Investissements: Paul Biya prépare-il la sécession de la région du Sud ?

DOUALA - 25 JAN. 2011
© Michel Michaut Moussala | Aurore Plus

Tout dans ses attitudes, faits et gestes et ses discours indique que le chef de l’Etat est entrain de préparer sa région d’origine à toute éventualité pour la rendre moins dépendante du Cameroun après son départ au pouvoir.

I.- Les barrages hydroélectriques et la centrale à gaz de Kribi

II y a quelques années, un journal privé de la place avait comparé la région du Sud à un Eldorado, à un territoire qui pouvait se suffire à lui-même sans avoir besoin du reste du Cameroun. C'était là une réaction, une réponse des populations, disons plutôt de certains membres de l'élite de cette région aux attaques venant des Camerounais d'autres régions du pays, surtout de l'Ouest. Pour ces Camerounais, et d'autres régions du pays, les populations du Sud en général et les Bulu en particulier étaient responsables des mauvaises performances économiques du pays, de la crise qui sévissait dans notre pays. Comment ? Les Boulou détournaient les deniers publics à travers les nombreux postes de responsabilité qu'ils occupaient: ministères, sociétés d'Etat et autres structures à caractère public.

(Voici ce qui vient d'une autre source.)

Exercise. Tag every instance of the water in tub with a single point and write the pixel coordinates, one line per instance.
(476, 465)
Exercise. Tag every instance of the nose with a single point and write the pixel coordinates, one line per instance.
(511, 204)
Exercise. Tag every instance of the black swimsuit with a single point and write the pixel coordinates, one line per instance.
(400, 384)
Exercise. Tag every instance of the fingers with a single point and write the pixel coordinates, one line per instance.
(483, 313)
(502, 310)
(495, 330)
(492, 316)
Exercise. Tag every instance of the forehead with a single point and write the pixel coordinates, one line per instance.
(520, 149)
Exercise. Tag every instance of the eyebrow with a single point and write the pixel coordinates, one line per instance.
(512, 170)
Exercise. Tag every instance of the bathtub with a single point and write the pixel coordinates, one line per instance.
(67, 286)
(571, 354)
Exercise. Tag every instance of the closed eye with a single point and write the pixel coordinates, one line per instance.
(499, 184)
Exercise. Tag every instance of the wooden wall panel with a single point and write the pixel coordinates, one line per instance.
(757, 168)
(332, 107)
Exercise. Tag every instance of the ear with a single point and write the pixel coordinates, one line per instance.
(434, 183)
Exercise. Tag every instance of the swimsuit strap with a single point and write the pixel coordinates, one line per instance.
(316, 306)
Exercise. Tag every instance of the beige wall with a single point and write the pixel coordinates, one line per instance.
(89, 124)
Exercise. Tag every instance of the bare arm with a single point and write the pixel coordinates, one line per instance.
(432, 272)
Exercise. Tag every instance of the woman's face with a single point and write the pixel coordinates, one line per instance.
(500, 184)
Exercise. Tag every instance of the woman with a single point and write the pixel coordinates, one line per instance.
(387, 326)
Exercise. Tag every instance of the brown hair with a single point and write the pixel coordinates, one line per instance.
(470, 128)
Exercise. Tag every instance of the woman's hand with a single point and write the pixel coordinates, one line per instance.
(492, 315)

Les Boulou estimant qu'ils étaient les mal aimés de ce pays avaient brandi cette menace de sécession estimant que leur région avait tout pour se suffire à elle-même. Les acteurs de ces écrits avaient fait ressortir la superficie du Sud, 47 000 km2, et ses potentialités en termes de forêts, fleuves, plages, produits agricoles, richesses du sous sol et élite intellectuelle de qualité. On avait cru que c'étaient là des discours d'égarés, d'illuminés en mal de sensation ou de reconnaissance, mais aujourd'hui, on se rend compte après le lancement de certains projets structuraux (port en eau profonde de Kribi dont la phase de terrassement a commencé tout comme celle de la centrale à gaz de la même ville) et le discours prononcé par le chef de l'Etat lors de l'inauguration du Comice agropastoral d'Ebolowa le lundi 17 janvier 2011, que le projet de constituer la région du Sud en entité autonome n'est pas mort, il est plus vivant que jamais. Voici les preuves.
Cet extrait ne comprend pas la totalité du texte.